Почему вы выбрали Николая Чиндяйкина на эту роль?
Николай Чиндяйкин – родной для меня человек. Мы с ним познакомились год назад, когда вместе репетировали спектакль «Чапаев и пустота», где Николай Дмитриевич играет роль Тимура Тимуровича. До этого я что-то знал об этом артисте, но не был погружен в его биографию. А тут оказалось, что Николай Чиндяйкин родом из Ростова-на-Дону, но много лет играл в Омском театре драмы. А я ведь сам из Омска. Выяснилось, что Николай Дмитриевич даже дружил с моей бабушкой, театральным режиссёром. Когда он уехал из Омска, то поступил к Михаилу Будкевичу, учился у Анатолия Васильева (в ГИТИСе, прим. Около) и участвовал в спектакле «Шесть персонажей в поисках автора», который объездил весь мир. Потом Николай Чиндяйкин много работал с Анатолием Васильевым, был его помощником и курировал совместный проект с ШДИ, два года жил и работал с Ежи Гротовским в Италии.
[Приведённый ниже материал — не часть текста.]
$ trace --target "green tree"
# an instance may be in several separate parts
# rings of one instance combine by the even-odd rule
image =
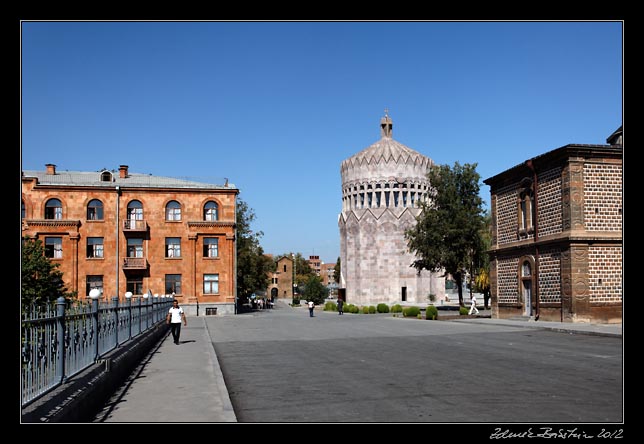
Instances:
[[[405,232],[407,245],[418,257],[419,272],[444,270],[452,275],[463,304],[463,279],[485,253],[482,239],[483,200],[476,164],[435,165],[427,174],[429,199],[421,203],[417,224]]]
[[[322,279],[315,274],[309,276],[302,289],[302,298],[313,301],[315,305],[324,304],[329,295],[329,289],[322,285]]]
[[[478,273],[474,279],[474,285],[476,291],[483,294],[485,308],[488,308],[488,301],[490,300],[490,256],[487,252],[492,246],[492,215],[489,211],[483,216],[481,239],[484,253],[481,255],[479,262],[475,264],[475,267],[478,267]]]
[[[338,256],[338,260],[335,261],[335,267],[333,267],[333,280],[335,281],[336,284],[340,283],[340,270],[342,264],[340,263],[340,256]]]
[[[55,302],[59,297],[68,302],[76,292],[68,292],[63,281],[60,264],[45,257],[45,247],[40,239],[26,236],[22,240],[21,302],[22,310]]]
[[[264,235],[253,231],[251,224],[255,212],[246,202],[237,199],[237,296],[247,299],[257,290],[268,287],[268,272],[272,269],[272,260],[264,254],[259,243]]]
По языку и бэкграунду он очень близкий мне человек, поэтому я его позвал в спектакль. Роль очень большая, значимая, и её может поднять только большой артист. Николаю Чиндяйкину это удаётся.
Вы говорили в интервью, что мы все Шариковы. Почему?
Я всё время думаю о том мире, который бесследно исчез после революции. В нём жили какие-то другие люди, инопланетяне – мы о них ничего не знаем. Их убили или они уехали, их здесь нет больше. А мы все Шариковы по происхождению, рабоче – крестьянские дети. Мы все разговариваем матом.
В вашем спектакле «Чапаев и пустота» есть связь с популярной постановкой «Нового театра»?
Связи нет – я тот спектакль не видел, только по фотографиям. Судя по снимкам, связи нет никакой, кроме текста. «Чапаев и пустота» - тоже моя любимая книга. Пелевин и Булгаков мной любимы по-разному, по разным причинам. Виктор Пелевин своей книгой «Чапаев и пустота» меня в своё время погрузил в тему экзистенциального. Это произведение удивительно тем, что автору удалось совместить в ней художественный текст с поучительным. Так как я завис на теме революции, которая очень изменила фактуру моей родины, книга мне близка – она открывает четвёртое измерение трактовки всех этих событий столетней давности. Я размышляю о том, что сейчас происходит в мире, и мне иногда хочется убежать. И единственное место, где можно скрыться – это «внутренняя Монголия».
Не сможем обойти тему Кирилла Серебренникова. Проявила ли себя в ситуации с ним театральная солидарность?
Проявила: мы все подписали письмо, пришли к суду, поздравили с Днём рождения, выступили на телеканале «Дождь». Самое ужасное в этом во всем то, что вначале тебя это шокирует, парализует, а в какой-то момент ты просто привыкаешь, что Малобродский в тюрьме, Кирилл под домашним арестом. Ты адаптируешься к этому ужасу и живёшь дальше. Человеческая природа удивительна тем, что зло становится привычным – вот самое страшное. Но пока всё это очень непривычно, такого с нами ещё не было.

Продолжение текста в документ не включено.